'Work around Keras TypeError limitation when calling layer "tf.keras.backend.rnn_1"

I am trying to use Keras for an attention mechanism in a machine translation using an LSTM network.

However, I get a TypeError exception when in my code.

TypeError: Exception encountered when calling layer "tf.keras.backend.rnn_1" (type TFOpLambda).

You are passing KerasTensor(type_spec=TensorSpec(shape=(None, 35), dtype=tf.float32, name=None), name='tf.compat.v1.nn.softmax_3/Softmax:0', description="created by layer 'tf.compat.v1.nn.softmax_3'"), an intermediate Keras symbolic input/output, to a TF API that does not allow registering custom dispatchers, such as `tf.cond`, `tf.function`, gradient tapes, or `tf.map_fn`. Keras Functional model construction only supports TF API calls that *do* support dispatching, such as `tf.math.add` or `tf.reshape`. Other APIs cannot be called directly on symbolic Kerasinputs/outputs.
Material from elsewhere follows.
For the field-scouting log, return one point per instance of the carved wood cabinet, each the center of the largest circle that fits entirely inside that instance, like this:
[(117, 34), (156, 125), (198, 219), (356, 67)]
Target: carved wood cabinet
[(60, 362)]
You can work around this limitation by putting the operation in a custom Keras layer `call` and calling that layer on this symbolic input/output.

It seems You can work around this limitation by putting the operation in a custom Keras layer call and calling that layer on this symbolic input/output. Does anyone know what this means?

The main code is here and it fails at attention_result, attention_weights = attention_layer([encoder_outputs1, decoder_outputs])

# Encoder 

encoder_inputs = Input(shape=(max_length_english,)) 
enc_emb = Embedding(vocab_size_source, 1024,trainable=True)(encoder_inputs) 

# Bidirectional lstm layer
enc_lstm1 = Bidirectional(LSTM(256,return_sequences=True,return_state=True))
encoder_outputs1, forw_state_h, forw_state_c, back_state_h, back_state_c = enc_lstm1(enc_emb)

final_enc_h = Concatenate()([forw_state_h,back_state_h])
final_enc_c = Concatenate()([forw_state_c,back_state_c])

encoder_states =[final_enc_h, final_enc_c]

# Set up the decoder. 
decoder_inputs = Input(shape=(None,)) 
dec_emb_layer = Embedding(vocab_size_target, 1024,trainable=True) 
dec_emb = dec_emb_layer(decoder_inputs)

#LSTM using encoder_states as initial state
decoder_lstm = LSTM(512, return_sequences=True, return_state=True) 
decoder_outputs, _, _ = decoder_lstm(dec_emb, initial_state=encoder_states)

#Attention Layer
attention_layer = AttentionLayer()
attention_result, attention_weights = attention_layer([encoder_outputs1, decoder_outputs])

# Concat attention output and decoder LSTM output 
decoder_concat_input = Concatenate(axis=-1, name='concat_layer')([decoder_outputs, attention_result])

#Dense layer
decoder_dense = Dense(vocab_size_target, activation='softmax')
decoder_outputs = decoder_dense(decoder_concat_input)


# Define the model
model = Model([encoder_inputs, decoder_inputs], decoder_outputs) 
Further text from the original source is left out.